My bold. The framing is “look at all these terrible events and problems with the world in the news; policymakers aren’t fixing the problems, so young people feel they have to do it”, and their theory is that poorer mental health in liberal youth is a natural response to a “growing conservative political climate”.
(The part about low SES doesn’t really make sense, since they appear to be measuring SES by parent education level, and a lower education level correlates with voting for Trump.)
Contrast with the theory in the conservative article I linked, where liberal ideas on victimhood and lack of agency are seen as directly harming mental health, and the assumption is that depressing liberal beliefs about the world are incorrect.
The entire ideology “forces its followers to wallow in feelings of helplessness and victimhood,” Evie noted, as opposed to “building resiliency against hardship,” which helps combat depression.
Evie was also quick to point out liberals may also be more susceptible to “White guilt and savior narratives,” which brings them down, especially given last summer’s continued Black Lives Matter riots.
Misinformation may also be fueling their decline in mental health. Americans who identify as liberal or very liberal believe 1,000 or more unarmed Black men were murdered by police in 2019, according to a survey produced by Skeptic.com. In reality, only 12 were. Yet, this perception reinforces their belief in their “White privilege,” and continued self-loathing.

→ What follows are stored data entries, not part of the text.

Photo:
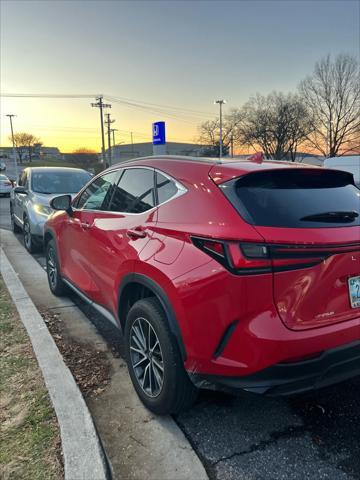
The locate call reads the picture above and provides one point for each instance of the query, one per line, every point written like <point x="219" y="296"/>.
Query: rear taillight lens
<point x="255" y="258"/>
<point x="239" y="258"/>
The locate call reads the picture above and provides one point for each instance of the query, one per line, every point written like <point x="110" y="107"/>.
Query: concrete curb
<point x="83" y="455"/>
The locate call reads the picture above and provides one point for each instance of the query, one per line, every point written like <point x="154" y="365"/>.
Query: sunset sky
<point x="169" y="58"/>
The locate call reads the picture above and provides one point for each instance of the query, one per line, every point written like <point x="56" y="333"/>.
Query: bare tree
<point x="332" y="95"/>
<point x="25" y="143"/>
<point x="277" y="124"/>
<point x="209" y="133"/>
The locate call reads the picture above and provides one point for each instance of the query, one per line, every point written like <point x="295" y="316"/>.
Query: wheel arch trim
<point x="161" y="295"/>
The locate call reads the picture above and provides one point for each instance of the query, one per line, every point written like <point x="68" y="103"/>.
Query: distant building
<point x="39" y="153"/>
<point x="121" y="153"/>
<point x="50" y="153"/>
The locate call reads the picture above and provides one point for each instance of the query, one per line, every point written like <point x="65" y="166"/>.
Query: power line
<point x="154" y="107"/>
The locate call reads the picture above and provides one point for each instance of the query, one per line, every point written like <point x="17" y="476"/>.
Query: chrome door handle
<point x="85" y="225"/>
<point x="136" y="233"/>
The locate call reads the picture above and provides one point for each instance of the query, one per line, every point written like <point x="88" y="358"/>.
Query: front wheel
<point x="14" y="226"/>
<point x="154" y="361"/>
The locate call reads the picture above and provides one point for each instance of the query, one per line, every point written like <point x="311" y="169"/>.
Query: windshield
<point x="58" y="181"/>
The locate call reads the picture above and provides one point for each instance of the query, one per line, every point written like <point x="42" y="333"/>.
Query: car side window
<point x="98" y="194"/>
<point x="135" y="191"/>
<point x="165" y="187"/>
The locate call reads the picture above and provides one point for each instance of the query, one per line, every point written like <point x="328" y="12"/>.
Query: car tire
<point x="154" y="361"/>
<point x="29" y="240"/>
<point x="14" y="226"/>
<point x="56" y="283"/>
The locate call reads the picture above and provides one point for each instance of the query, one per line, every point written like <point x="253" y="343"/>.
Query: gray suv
<point x="30" y="200"/>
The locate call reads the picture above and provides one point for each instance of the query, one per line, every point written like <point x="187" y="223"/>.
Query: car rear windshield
<point x="297" y="198"/>
<point x="58" y="181"/>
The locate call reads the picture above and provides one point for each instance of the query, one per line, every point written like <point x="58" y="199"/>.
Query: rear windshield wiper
<point x="332" y="217"/>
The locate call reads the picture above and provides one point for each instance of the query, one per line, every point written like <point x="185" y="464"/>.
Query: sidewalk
<point x="139" y="445"/>
<point x="30" y="444"/>
<point x="83" y="455"/>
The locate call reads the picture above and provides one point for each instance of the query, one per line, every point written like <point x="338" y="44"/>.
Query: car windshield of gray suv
<point x="58" y="182"/>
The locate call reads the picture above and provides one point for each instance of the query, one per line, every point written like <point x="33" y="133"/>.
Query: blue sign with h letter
<point x="159" y="133"/>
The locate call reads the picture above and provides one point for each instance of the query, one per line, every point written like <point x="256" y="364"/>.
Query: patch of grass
<point x="30" y="442"/>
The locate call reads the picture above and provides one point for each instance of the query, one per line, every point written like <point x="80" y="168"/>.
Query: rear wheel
<point x="154" y="361"/>
<point x="56" y="284"/>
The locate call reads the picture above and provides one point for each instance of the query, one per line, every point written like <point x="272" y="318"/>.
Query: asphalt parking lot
<point x="250" y="437"/>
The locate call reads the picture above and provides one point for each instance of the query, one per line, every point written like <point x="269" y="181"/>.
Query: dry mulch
<point x="90" y="367"/>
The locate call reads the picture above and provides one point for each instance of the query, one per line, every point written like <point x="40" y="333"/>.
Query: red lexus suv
<point x="239" y="275"/>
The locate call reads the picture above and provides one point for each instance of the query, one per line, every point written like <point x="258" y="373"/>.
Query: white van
<point x="349" y="163"/>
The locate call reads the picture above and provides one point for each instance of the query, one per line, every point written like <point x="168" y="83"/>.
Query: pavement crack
<point x="294" y="431"/>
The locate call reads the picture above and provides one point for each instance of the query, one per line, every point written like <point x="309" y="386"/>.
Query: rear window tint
<point x="297" y="198"/>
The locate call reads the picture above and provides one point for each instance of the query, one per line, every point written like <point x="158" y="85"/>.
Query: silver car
<point x="30" y="200"/>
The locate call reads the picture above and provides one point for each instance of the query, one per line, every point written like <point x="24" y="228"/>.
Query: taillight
<point x="254" y="258"/>
<point x="239" y="258"/>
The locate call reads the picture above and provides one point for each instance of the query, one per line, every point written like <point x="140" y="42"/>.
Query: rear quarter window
<point x="296" y="198"/>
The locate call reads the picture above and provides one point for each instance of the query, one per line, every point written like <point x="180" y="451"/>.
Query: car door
<point x="76" y="237"/>
<point x="120" y="232"/>
<point x="19" y="198"/>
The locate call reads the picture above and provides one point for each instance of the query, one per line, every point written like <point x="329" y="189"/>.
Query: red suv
<point x="238" y="275"/>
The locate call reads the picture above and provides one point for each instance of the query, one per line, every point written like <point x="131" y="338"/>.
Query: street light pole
<point x="13" y="142"/>
<point x="221" y="103"/>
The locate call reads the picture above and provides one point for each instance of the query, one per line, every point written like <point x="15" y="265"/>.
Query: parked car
<point x="238" y="275"/>
<point x="30" y="200"/>
<point x="350" y="163"/>
<point x="5" y="185"/>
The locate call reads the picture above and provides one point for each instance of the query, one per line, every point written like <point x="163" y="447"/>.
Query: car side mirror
<point x="62" y="202"/>
<point x="20" y="190"/>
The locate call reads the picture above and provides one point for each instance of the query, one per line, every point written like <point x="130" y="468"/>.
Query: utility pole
<point x="221" y="103"/>
<point x="13" y="142"/>
<point x="132" y="143"/>
<point x="113" y="130"/>
<point x="108" y="123"/>
<point x="99" y="104"/>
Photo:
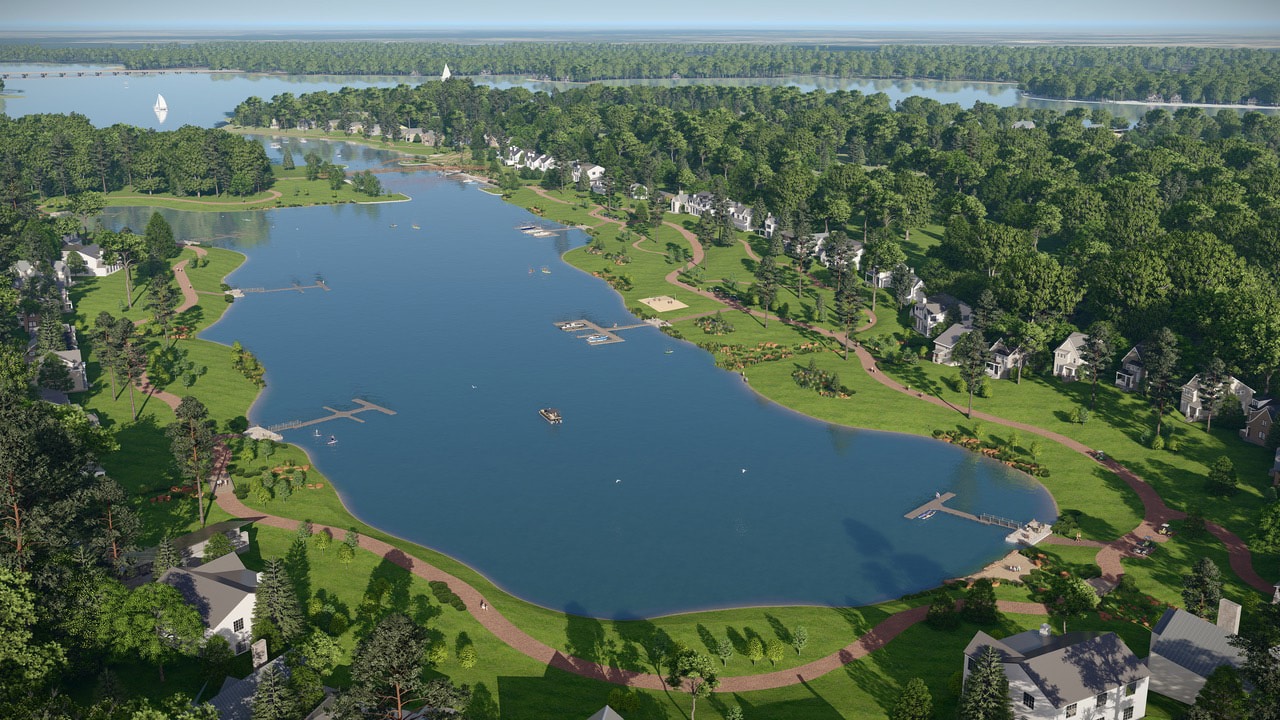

To falsify that hypothesis you would have to show an African American who is a) treated as an expert within that community, b) Is a crackpot, and c) is popular within that community. The first 2 are easy, but you end up with fringe people that nobody pays attention to, unlike Dr. Oz or RFK.
Kanye, maybe? Can’t say it’s something I’ve looked into. Also, wasn’t RFK Jr a Democrat until, like, yesterday?
But my point wasn’t about who conservatives trust, but why they don’t trust many government and scientific figures. Whether or not the comparison to black people is valid, it’s still true that conservatives see most experts as liberals, and thus not trustworthy.

ETA: That was an interesting table you posted upthread (thanks). I noticed that whatever white liberals are imbibing doesn’t appear to be affecting non-white liberals nearly as much.
The white guilt theory explains that.

Oklahoma recently tried to pass a bill making it illegal for cities to do anything to aid women fleeing from domestic abuse. It was hidden inside of a bill making it illegal to do anything to aid homeless people.
That’s pretty horrifying. Why on earth would they want to do that?